The various data survey elements corresponds to:-
movies_survey <- read_csv("SurveyTemplate.csv")
#View(movies_survey)
DT::datatable(movies_survey , options = list(pageLength = 5))
Data from survey is loaded into the database and then based on the normalization we segeregated the data into various tables. Below part of code shows how we can make native connection to DB using DBI and native DB libraries. Or else we can use the ODBC connection using RODBC bridge. Below both the techniques have been shown how they work in making the connection.
con <- dbConnect(dbDriver('MySQL'),dbname="movies_sch",user="root",password="newrootpassword", port=3306, host="localhost")
listTab <- dbListTables(con)
listTab[1]
## [1] "movies"
#Movies
dbReadTable(con,listTab[1])
## X.ID Movie_Name Genre
## 1 1 Lego Movie 2 Animation
## 2 2 Cold Pursuit Action
## 3 3 The Prodigy Horror
## 4 4 Under the Eiffel Tower Romance
## 5 5 The Upside Comedy
## 6 6 Glass Drama/Sci-fi
listTab[2]
## [1] "participants"
#Participants
dbReadTable(con,listTab[2])
## ID First.Name Last.Name Age Gender
## 1 1 Laura Belcher 39 F
## 2 2 Elyse Johns 42 F
## 3 3 Thomas Cook 20 M
## 4 4 David schummer 65 M
## 5 5 Chris Hendry 10 M
## 6 6 Jason Beans 29 M
listTab[3]
## [1] "rating"
#Rating
dbReadTable(con,listTab[3])
## RatingID Description
## 1 1 Not Interested
## 2 2 Poor
## 3 3 Average
## 4 4 Good
## 5 5 Exceptional
listTab[4]
## [1] "surveytable"
#SurveyTable
dbReadTable(con,listTab[4])
## PersonID MovieID RatingID
## 1 1 1 1
## 2 2 1 4
## 3 3 1 3
## 4 4 1 3
## 5 5 1 5
## 6 6 1 1
## 7 1 2 3
## 8 2 2 2
## 9 3 2 5
## 10 4 2 2
## 11 5 2 3
## 12 6 2 3
## 13 1 3 2
## 14 2 3 1
## 15 3 3 4
## 16 4 3 1
## 17 5 3 1
## 18 6 3 4
## 19 1 4 5
## 20 2 4 5
## 21 3 4 2
## 22 4 4 4
## 23 5 4 2
## 24 6 4 4
## 25 1 5 3
## 26 2 5 3
## 27 3 5 4
## 28 4 5 3
## 29 5 5 4
## 30 6 5 4
## 31 1 6 4
## 32 2 6 4
## 33 3 6 2
## 34 4 6 4
## 35 5 6 1
## 36 6 6 3
dbDisconnect(con)
## [1] TRUE
odbConn <- odbcConnect("odbcConn")
sqlquery1 <- "SELECT participants.`First Name`, participants.`Gender` , rating.`Description` , rating.`RatingID` , movies.`Movie_Name` , movies.`Genre` FROM surveytable LEFT JOIN ( participants , rating , movies ) ON (participants.ID = surveytable.PersonID AND rating.RatingID = surveytable.RatingID AND movies.` ID` = surveytable.MovieID) order by participants.`First Name` , rating.`Description`"

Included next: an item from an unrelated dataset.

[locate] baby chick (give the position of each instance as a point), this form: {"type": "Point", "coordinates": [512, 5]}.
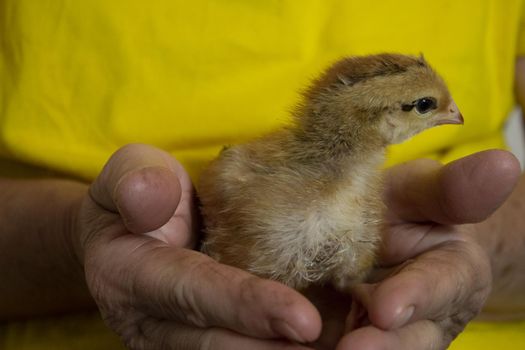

df_survey <- sqlQuery(odbConn, sqlquery1)
head(df_survey , 10)
## First Name Gender Description RatingID Movie_Name
## 1 Chris M Average 3 Cold Pursuit
## 2 Chris M Exceptional 5 Lego Movie 2
## 3 Chris M Good 4 The Upside
## 4 Chris M Not Interested 1 The Prodigy
## 5 Chris M Not Interested 1 Glass
## 6 Chris M Poor 2 Under the Eiffel Tower
## 7 David M Average 3 Lego Movie 2
## 8 David M Average 3 The Upside
## 9 David M Good 4 Under the Eiffel Tower
## 10 David M Good 4 Glass
## Genre
## 1 Action
## 2 Animation
## 3 Comedy
## 4 Horror
## 5 Drama/Sci-fi
## 6 Romance
## 7 Animation
## 8 Comedy
## 9 Romance
## 10 Drama/Sci-fi
qplot(Genre, RatingID, data=df_survey,xlab = "Genre", ylab = "Rating", main = "Individual Movie Rating by Reviewer") + facet_wrap(~`First Name`+`Gender`) + theme(axis.text.x = element_text(angle = 90, hjust = 1))
close(odbConn)
We can infer from above plot that every user has thier own preference for Genre of movies. Like Laura & Elyse has more preference towards Romance Genre , and similarly Chris has more interest in Animation movies, whereas Thomas has more interest in Action movies. Jason and David have interest in varied genres. So now we can use this inference to present them movies in the genres which they prefer more.